Guus Dix Home
Short intro
Guus Dix studied philosophy and sociology at the University of Amsterdam. As a 'docentpromovendus' he is currently teaching courses in the philosophy of science, both at Bachelor- and Masterlevel (more information under 'Teaching'). He started a PhD-project on the intricate relationship between economic science and market-oriented policy in the Netherlands. See below for further details.
Research
In 2008 I started with a PhD-project on the relationship between economic knowledge and market-oriented politics. Against the background of Michel Foucaults work on power/knowledge in economic science (cf. my review on Foucault (in Dutch) under 'Publications') and the recent attention given to the 'performativity' of economics (by Donald MacKenzie and others), I pursue two lines ofinquiry.
The first centers around a distinction often used to characterize markets and market policy.
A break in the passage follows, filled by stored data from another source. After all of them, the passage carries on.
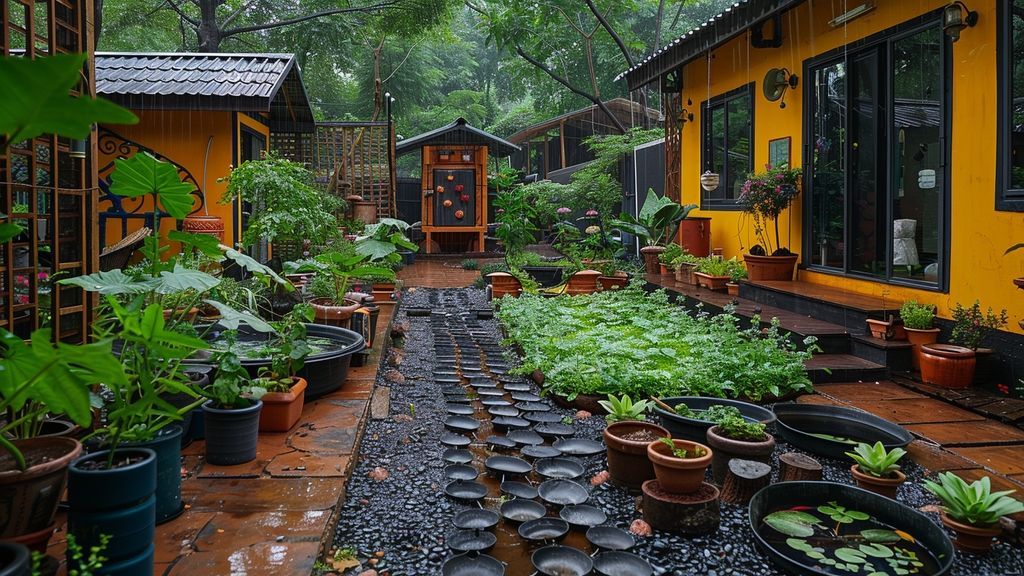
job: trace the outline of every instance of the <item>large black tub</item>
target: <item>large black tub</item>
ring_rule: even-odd
[[[858,442],[881,442],[886,450],[903,448],[913,436],[904,427],[874,414],[843,406],[776,404],[776,430],[790,444],[840,460],[849,460]]]
[[[222,332],[215,326],[209,332],[207,339],[215,341]],[[325,350],[308,356],[302,370],[298,372],[300,378],[306,379],[306,400],[314,400],[341,388],[345,383],[345,378],[348,377],[348,367],[352,361],[352,355],[365,348],[366,341],[359,333],[352,330],[323,324],[306,324],[306,336],[311,339],[324,338],[331,341],[331,345]],[[242,345],[268,338],[268,334],[247,329],[245,326],[238,329],[238,342]],[[242,366],[245,366],[249,374],[256,376],[260,368],[270,366],[270,358],[242,357]]]
[[[708,398],[705,396],[672,396],[669,398],[662,398],[661,401],[673,408],[680,404],[686,404],[690,410],[695,411],[707,410],[715,404],[732,406],[740,411],[740,415],[742,415],[743,419],[747,422],[760,422],[769,427],[775,422],[775,414],[773,414],[771,410],[749,402],[742,402],[740,400]],[[661,425],[672,433],[673,438],[681,438],[704,444],[707,442],[708,428],[715,425],[714,422],[710,422],[708,420],[688,418],[686,416],[680,416],[679,414],[673,414],[672,412],[669,412],[657,405],[655,405],[654,411],[658,414],[658,417],[661,418]]]
[[[830,519],[828,514],[821,514],[819,507],[828,507],[833,512],[841,507],[844,510],[862,512],[870,519],[833,522],[834,518]],[[838,558],[841,561],[841,557],[833,556],[843,553],[856,554],[859,559],[855,562],[861,569],[861,574],[872,572],[866,569],[866,562],[873,562],[879,556],[885,557],[886,549],[892,551],[896,548],[915,551],[925,564],[919,572],[914,572],[919,576],[942,576],[947,574],[953,565],[953,543],[941,526],[909,506],[855,486],[834,482],[780,482],[755,494],[750,500],[749,512],[750,528],[754,531],[757,547],[775,564],[791,574],[828,576],[837,573],[807,553],[801,552],[800,548],[810,549],[803,546],[802,542],[813,542],[818,546],[815,549],[818,554],[814,556],[833,560]],[[813,537],[806,540],[799,537],[787,538],[785,533],[770,527],[764,521],[765,516],[773,512],[821,514],[820,517],[824,521],[814,529]],[[867,529],[871,529],[875,535],[871,538],[861,537],[867,534],[863,531]],[[842,541],[838,539],[828,538],[825,533],[830,530],[832,533],[839,530],[849,540],[841,543]],[[892,538],[886,538],[884,534],[879,537],[879,532],[889,532]],[[904,536],[901,537],[900,533]],[[883,544],[874,544],[876,542]],[[865,554],[862,552],[865,546],[881,550],[872,554],[874,550],[869,549],[869,553]],[[837,553],[836,550],[841,547],[844,549]],[[885,572],[891,573],[890,570]]]

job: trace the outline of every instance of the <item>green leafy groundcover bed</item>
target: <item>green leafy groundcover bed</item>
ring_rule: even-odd
[[[797,351],[773,321],[762,330],[732,314],[691,316],[663,291],[639,286],[590,296],[524,295],[501,301],[522,374],[544,373],[548,392],[699,395],[760,400],[810,392],[809,352]],[[814,348],[814,339],[805,345]]]

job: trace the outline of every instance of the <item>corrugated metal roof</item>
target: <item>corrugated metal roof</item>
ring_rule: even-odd
[[[395,146],[395,153],[399,156],[412,152],[423,146],[445,146],[445,145],[477,145],[487,146],[487,152],[494,156],[511,156],[513,152],[519,151],[519,146],[498,138],[494,134],[484,132],[466,123],[465,118],[424,132],[412,138],[406,138]]]
[[[136,110],[268,112],[272,128],[314,126],[294,54],[97,52],[96,92]]]
[[[640,63],[615,77],[626,79],[629,90],[636,90],[660,79],[701,54],[707,53],[747,28],[806,0],[738,0],[707,22],[649,54]]]

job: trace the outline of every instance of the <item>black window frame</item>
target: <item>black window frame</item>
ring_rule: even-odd
[[[911,20],[903,22],[902,24],[898,24],[898,25],[893,26],[891,28],[887,28],[887,29],[882,30],[880,32],[876,32],[876,33],[874,33],[874,34],[872,34],[870,36],[867,36],[865,38],[861,38],[860,40],[855,40],[853,42],[850,42],[849,44],[846,44],[844,46],[839,46],[838,48],[834,48],[832,50],[829,50],[828,52],[825,52],[823,54],[819,54],[817,56],[814,56],[812,58],[808,58],[808,59],[803,61],[804,78],[808,79],[808,81],[802,83],[803,84],[803,98],[804,98],[804,102],[806,103],[804,108],[803,108],[803,111],[802,111],[802,116],[803,116],[803,119],[802,119],[802,124],[803,124],[803,126],[802,126],[802,131],[803,131],[803,161],[802,161],[803,163],[802,163],[802,166],[804,167],[805,170],[807,170],[808,167],[810,167],[812,165],[812,154],[813,154],[813,150],[812,150],[812,147],[811,147],[811,141],[813,140],[813,136],[812,136],[812,132],[811,132],[811,120],[810,120],[811,114],[813,113],[813,106],[810,104],[810,102],[811,102],[811,99],[813,97],[812,90],[813,90],[814,83],[809,81],[809,79],[812,78],[812,74],[813,74],[814,69],[819,67],[819,66],[822,66],[822,65],[826,64],[829,61],[836,61],[837,59],[844,59],[844,60],[848,61],[848,58],[850,57],[851,54],[856,55],[861,50],[870,49],[870,48],[872,48],[874,46],[879,46],[879,45],[887,44],[887,45],[889,45],[891,47],[892,43],[898,41],[901,38],[906,38],[906,37],[912,36],[912,35],[920,32],[922,30],[927,29],[928,27],[931,27],[931,26],[941,26],[941,20],[942,20],[942,8],[939,8],[939,9],[933,10],[931,12],[926,12],[926,13],[918,16],[917,18],[913,18]],[[941,145],[941,148],[942,148],[941,166],[942,166],[943,170],[945,171],[945,174],[943,175],[943,184],[942,184],[942,191],[941,191],[942,192],[942,196],[940,197],[941,206],[940,206],[940,209],[939,209],[939,214],[940,214],[940,216],[942,217],[943,220],[942,220],[942,227],[940,229],[941,242],[939,244],[940,244],[940,247],[942,249],[942,258],[940,260],[940,265],[939,265],[938,281],[937,282],[924,282],[924,281],[919,281],[919,280],[910,279],[910,278],[901,278],[901,277],[897,277],[897,276],[892,276],[888,271],[887,271],[885,276],[869,276],[869,275],[857,274],[856,272],[851,271],[850,268],[849,268],[848,255],[844,255],[844,265],[843,265],[842,269],[836,269],[836,268],[830,268],[830,267],[815,265],[810,260],[811,255],[809,254],[809,250],[805,249],[803,251],[804,254],[801,256],[801,264],[805,268],[807,268],[808,270],[811,270],[811,271],[814,271],[814,272],[819,272],[819,273],[822,273],[822,274],[829,274],[829,275],[833,275],[833,276],[840,276],[840,277],[843,277],[843,278],[857,278],[857,279],[860,279],[860,280],[865,280],[865,281],[868,281],[868,282],[875,282],[875,283],[879,283],[879,284],[887,284],[887,285],[893,285],[893,286],[906,286],[908,288],[913,288],[913,289],[927,291],[927,292],[937,292],[937,293],[943,293],[943,294],[948,294],[949,293],[950,275],[951,275],[950,274],[950,259],[952,258],[952,252],[953,252],[952,251],[952,241],[951,241],[951,237],[952,237],[952,222],[953,222],[953,215],[952,215],[952,209],[951,209],[952,198],[953,198],[953,195],[952,195],[953,184],[952,184],[952,182],[953,182],[953,173],[954,173],[953,163],[952,163],[952,157],[953,157],[953,147],[952,147],[952,140],[953,139],[952,139],[952,134],[953,134],[953,107],[954,107],[954,101],[953,101],[953,45],[952,45],[952,41],[949,39],[949,37],[946,34],[943,33],[942,34],[942,38],[943,38],[943,52],[942,52],[942,56],[941,56],[941,58],[943,60],[942,61],[942,75],[943,75],[943,79],[942,79],[943,96],[942,97],[943,97],[943,102],[944,102],[944,110],[943,110],[941,122],[945,126],[945,133],[940,138],[940,142],[941,142],[940,145]],[[889,52],[889,48],[887,48],[885,52],[886,52],[886,58],[887,59],[890,58],[891,52]],[[889,84],[891,82],[891,80],[892,80],[892,75],[891,74],[887,74],[887,76],[888,76],[888,78],[886,80],[886,84],[887,85],[886,85],[886,88],[885,88],[885,93],[886,93],[886,102],[887,102],[886,106],[888,107],[889,104],[891,103],[891,99],[892,99],[892,88],[891,88],[891,85]],[[890,129],[890,128],[887,128],[887,130]],[[886,141],[891,143],[892,138],[891,138],[890,135],[886,136]],[[887,154],[887,158],[892,158],[891,150]],[[890,166],[890,165],[886,166],[886,172],[887,172],[887,176],[886,176],[887,184],[886,185],[887,186],[891,185],[891,182],[890,182],[890,180],[891,180],[891,178],[890,178],[890,176],[891,176],[891,169],[892,169],[892,166]],[[804,184],[805,188],[804,188],[803,192],[801,193],[801,196],[803,197],[803,200],[802,200],[803,201],[803,214],[804,214],[804,218],[810,218],[810,215],[812,213],[812,211],[811,211],[811,194],[812,194],[812,191],[811,191],[810,188],[807,187],[807,180],[806,179],[804,180],[804,183],[805,183]],[[891,196],[891,191],[890,191],[889,196],[888,196],[887,204],[891,204],[891,200],[892,200],[892,196]],[[888,209],[889,208],[887,207],[887,210]],[[848,211],[847,211],[846,218],[847,218],[846,223],[849,224],[849,213],[848,213]],[[886,215],[886,218],[889,219],[888,213]],[[804,221],[804,225],[803,225],[803,231],[802,231],[802,233],[803,233],[803,245],[804,246],[810,246],[812,244],[812,242],[811,242],[812,230],[813,230],[813,228],[809,224],[809,220],[805,220]],[[891,228],[890,228],[890,230],[891,230]],[[891,238],[889,240],[891,240]],[[887,243],[887,245],[889,246],[889,250],[891,250],[892,249],[892,242],[889,241]],[[891,262],[891,260],[892,260],[891,255],[887,254],[886,260]],[[891,270],[891,266],[888,268],[888,270]]]
[[[1024,188],[1010,188],[1013,163],[1009,155],[1013,148],[1013,61],[1022,55],[1013,53],[1013,11],[1024,14],[1024,8],[1015,8],[1014,0],[1000,0],[997,6],[997,145],[996,145],[996,210],[1024,212]]]
[[[729,114],[728,105],[729,102],[743,98],[746,96],[750,101],[748,113],[750,117],[750,123],[747,127],[747,141],[750,143],[749,149],[747,150],[748,165],[750,170],[754,170],[754,82],[744,84],[739,88],[734,88],[724,94],[719,94],[714,98],[701,102],[701,147],[700,147],[700,171],[701,174],[711,170],[711,162],[714,159],[713,143],[709,138],[711,134],[711,110],[719,106],[726,109],[724,130],[726,135],[729,133]],[[700,189],[700,209],[701,210],[743,210],[743,206],[739,203],[737,198],[710,198],[709,196],[725,185],[726,175],[729,173],[729,153],[728,153],[728,142],[726,142],[726,154],[725,164],[722,170],[718,173],[721,180],[718,184],[718,188],[715,190],[707,191],[702,187]]]

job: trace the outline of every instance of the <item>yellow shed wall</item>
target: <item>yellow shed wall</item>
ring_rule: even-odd
[[[682,201],[700,204],[701,103],[747,83],[754,83],[754,167],[768,162],[768,141],[792,138],[792,164],[803,156],[803,62],[850,42],[892,28],[945,6],[945,0],[877,0],[871,12],[832,28],[828,21],[844,12],[843,0],[809,0],[782,15],[783,45],[753,48],[744,34],[713,52],[708,82],[708,60],[698,59],[684,70],[682,100],[694,121],[682,128]],[[880,295],[887,290],[897,301],[917,299],[934,304],[948,317],[957,303],[976,298],[984,306],[1007,308],[1011,329],[1022,333],[1024,298],[1011,280],[1024,276],[1024,252],[1004,256],[1016,242],[1024,242],[1024,214],[995,210],[996,193],[996,7],[995,2],[971,2],[978,24],[963,31],[953,44],[951,155],[950,290],[940,293],[903,286],[799,271],[802,280]],[[770,34],[770,26],[766,27]],[[800,85],[786,93],[786,107],[768,102],[761,81],[770,68],[786,67],[800,76]],[[802,201],[798,198],[780,219],[783,245],[802,253]],[[712,246],[724,248],[726,257],[741,255],[755,244],[749,218],[742,212],[697,210],[694,216],[712,218]],[[788,241],[787,241],[788,239]]]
That is, the distinction between the political 'conditions' for the free operation of market forces and actual 'interventions' on these markets. From an epistemological point of view, this opposition between market framework and market interference presumes that the market is a realm bound by its own rules, regularities and dynamic once these conditions are 'in place'. In order to grasp the intellectual construction of such a relatively autonomous realm, I analyzed David Ricardo's endeavor to demarcate the 'market' or the 'economy' as an object of knowledge in his Principles of Political Economy and Taxation (1817).
From a political point of view, it informs the conception of the responsibilities of the state vis-à -vis the market: government should shape the legal conditions for free markets, while refraining from specific interventions. I have written an article on the political construction of a market for job placement services where this distinction plays an important, legitimizing role (see my 'Interveniërende voorwaarden' under 'Publications'). Tying economics and market politics together - bridging two centuries of economic science and practice - is the only thing left to do now...
The second line of inquiry pursued is that of 'a genealogy of the incentive'. The 'incentive' (or 'prikkel' in Dutch) is an economic and political commonplace. Combining an epistemological analysis of the economic theory on incentives with case studies on the way it is put to political practice, I seek to study the emergence of this junction of power/knowledge.
General Research interests
Markets and market policy; the rise of neoliberalism; the history and philosophy of economics; economic sociology and the 'performativity of economics' (MacKenzie and others); philosophy and sociology of science; historical epistemology (Bachelard, Canguilhem, Foucault); reflexive sociology (Bourdieu).